Light emitting diodes (LED's) are commonly used for many applications, including displays, electronic status identifications, lighting applications, and the like. In electronic applications, LED's are often used as indicators. In a simple application, an LED is commonly used in a wide variety of consumer electronics, where the LED would be illuminated to indicate that power is available to a device, that the device is turned on, that the device is turned off, and the like. LED's may also be used to indicate when data is being transferred by an electronic communication device, such as a modem, an Ethernet switch, a router, and the like. Additionally they may be used in commercial or industrial applications for information displays, indicators, or other reasons. Current trends continue the increase the inclusion of high power LED's in industrial and commercial lighting applications. These LED's are slightly different from LED's used in common consumer applications, where the high power LED's require much better heat dissipation in order to extend their lifespan. Specialized dielectrics have been developed as one resolution to address the heat dissipation requirements, however, this solution is provided at a significantly high cost.
LED's can be used in a wide range of lighting applications, including reading lights, portable flashlights, accent and decorative lighting, traffic signals, and exterior automotive signals, and the like. These and other applications vary widely in terms of color, brightness and luminescence required.

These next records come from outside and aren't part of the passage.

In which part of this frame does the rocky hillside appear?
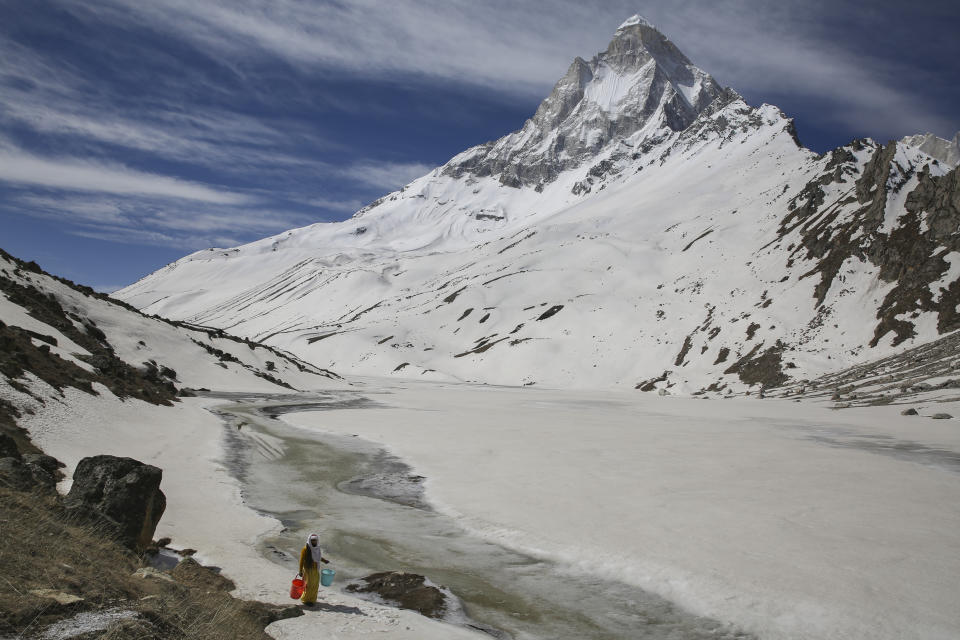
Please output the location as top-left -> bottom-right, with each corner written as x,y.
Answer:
0,247 -> 345,638
115,16 -> 960,394
0,247 -> 339,456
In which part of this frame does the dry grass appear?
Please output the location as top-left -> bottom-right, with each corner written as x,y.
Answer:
0,485 -> 289,639
0,486 -> 139,635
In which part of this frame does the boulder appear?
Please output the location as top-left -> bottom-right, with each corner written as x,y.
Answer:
346,571 -> 447,618
931,413 -> 953,420
65,455 -> 166,551
0,457 -> 35,491
900,408 -> 919,416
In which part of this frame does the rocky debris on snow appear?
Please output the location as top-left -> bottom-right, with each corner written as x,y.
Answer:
65,455 -> 166,552
770,326 -> 960,408
723,341 -> 788,388
636,370 -> 670,391
346,571 -> 448,618
931,413 -> 953,419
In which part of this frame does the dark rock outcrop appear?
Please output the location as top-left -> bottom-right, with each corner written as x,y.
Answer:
0,457 -> 36,491
65,455 -> 166,551
0,432 -> 21,460
724,341 -> 789,388
346,571 -> 448,618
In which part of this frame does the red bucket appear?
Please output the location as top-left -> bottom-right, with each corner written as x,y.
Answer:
290,575 -> 304,599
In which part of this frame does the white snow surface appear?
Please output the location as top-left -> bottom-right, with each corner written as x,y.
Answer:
116,121 -> 954,394
282,379 -> 960,640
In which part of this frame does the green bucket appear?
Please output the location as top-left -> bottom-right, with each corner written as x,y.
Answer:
320,568 -> 335,587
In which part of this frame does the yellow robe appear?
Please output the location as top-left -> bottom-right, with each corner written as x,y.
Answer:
299,546 -> 321,604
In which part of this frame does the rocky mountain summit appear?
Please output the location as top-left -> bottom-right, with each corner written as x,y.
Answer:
116,17 -> 960,395
444,15 -> 724,188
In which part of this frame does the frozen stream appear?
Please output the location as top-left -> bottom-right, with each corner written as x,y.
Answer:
207,390 -> 754,640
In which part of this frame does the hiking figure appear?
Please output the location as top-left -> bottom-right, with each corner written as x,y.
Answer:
298,533 -> 330,605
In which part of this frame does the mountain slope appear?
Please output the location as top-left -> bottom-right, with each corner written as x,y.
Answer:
116,16 -> 960,394
1,247 -> 340,449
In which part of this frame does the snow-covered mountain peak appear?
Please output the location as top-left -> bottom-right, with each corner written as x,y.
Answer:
443,15 -> 724,188
901,131 -> 960,167
616,14 -> 657,31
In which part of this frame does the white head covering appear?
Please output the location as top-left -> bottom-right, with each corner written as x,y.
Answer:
306,533 -> 323,564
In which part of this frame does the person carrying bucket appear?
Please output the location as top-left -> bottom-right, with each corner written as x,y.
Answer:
297,533 -> 331,605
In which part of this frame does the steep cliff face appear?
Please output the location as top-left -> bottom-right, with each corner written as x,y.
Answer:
114,17 -> 959,394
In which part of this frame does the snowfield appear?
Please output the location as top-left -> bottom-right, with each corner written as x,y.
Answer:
280,379 -> 960,640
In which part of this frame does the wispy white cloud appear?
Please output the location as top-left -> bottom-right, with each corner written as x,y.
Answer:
73,0 -> 957,141
73,0 -> 592,98
337,161 -> 435,191
16,195 -> 127,225
0,148 -> 251,204
6,192 -> 317,251
308,197 -> 366,214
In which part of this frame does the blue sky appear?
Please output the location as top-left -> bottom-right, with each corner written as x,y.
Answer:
1,0 -> 958,291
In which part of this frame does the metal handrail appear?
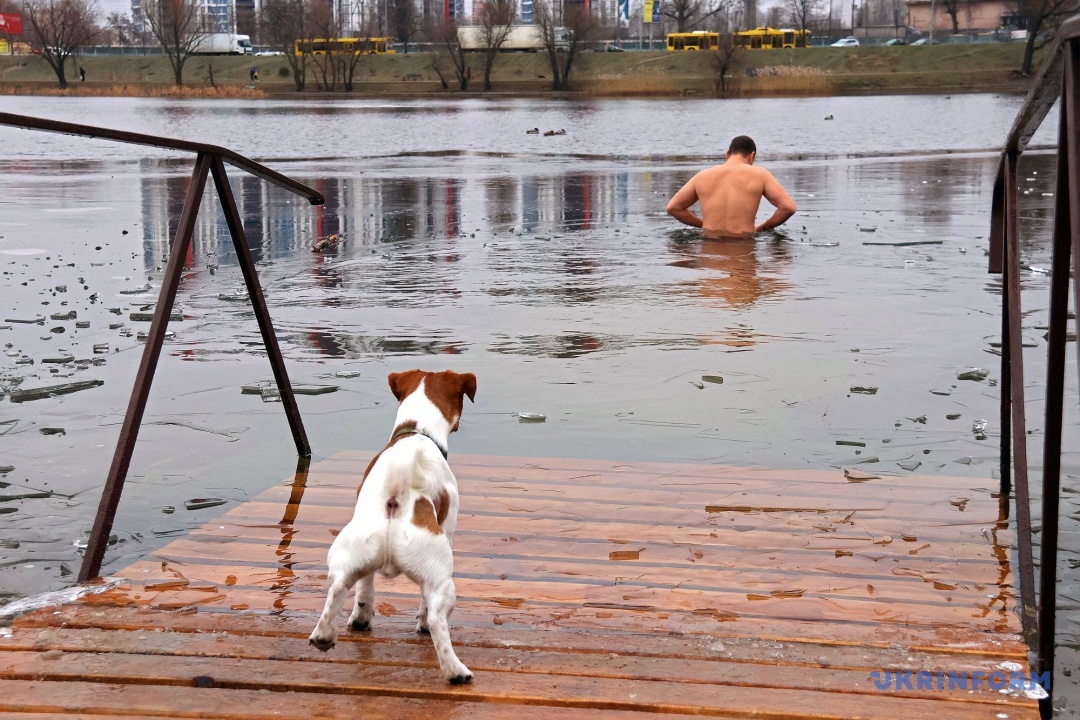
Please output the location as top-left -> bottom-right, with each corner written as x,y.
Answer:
0,112 -> 325,585
988,16 -> 1080,718
0,111 -> 324,203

Typically, LED devices comprise a small semiconductor die assembled into a package. The LED semiconductor die is attached to a support substrate, which provides mechanical support and the necessary electrical conduits for providing electrical communication between a printed circuit assembly and the LED. A lens is assembled to the support substrate in an arrangement to disburse the light emitted by the light emitting semiconductor die. When electrical power is provided to the semiconductor die, the die produces light that is dispersed through the lens. Often, it is convenient to mount an LED directly onto a printed circuit board (PC board) both to incorporate the LED in the electronic device, and to provide power to the LED from the PC board circuitry.
LED's also dissipate heat during operation. Without using the proper precautions, they can build up enough heat within the LED to cause a reduction in light output, or ultimately failure of the LED device. It is well known in the LED semiconductor industry that the light output from an LED device decreases with increasing junction temperature, as illustrated in the Luxeon Emitter Technical Datasheet DS25. It is common practice to mount these LED onto PC boards that contain specialized dielectrics providing a suitable thermally conductive heat sink for the purpose of drawing heat away from the die to maintain higher light output, and prevent thermally related device failures. However, at best, these specialized dielectrics conduct at a rate of 3 W/m-K, which is not considered to be very good.
What is desired is an LED heat sink assembly that provides improved thermal management without specialized and costly dielectrics for the LED semiconductor device, resulting in improved light output and at a reduced cost.
Additionally desired is an improved method to assemble the LED heat sink assembly to a printed circuit board without using solder or soldering techniques to make the connection.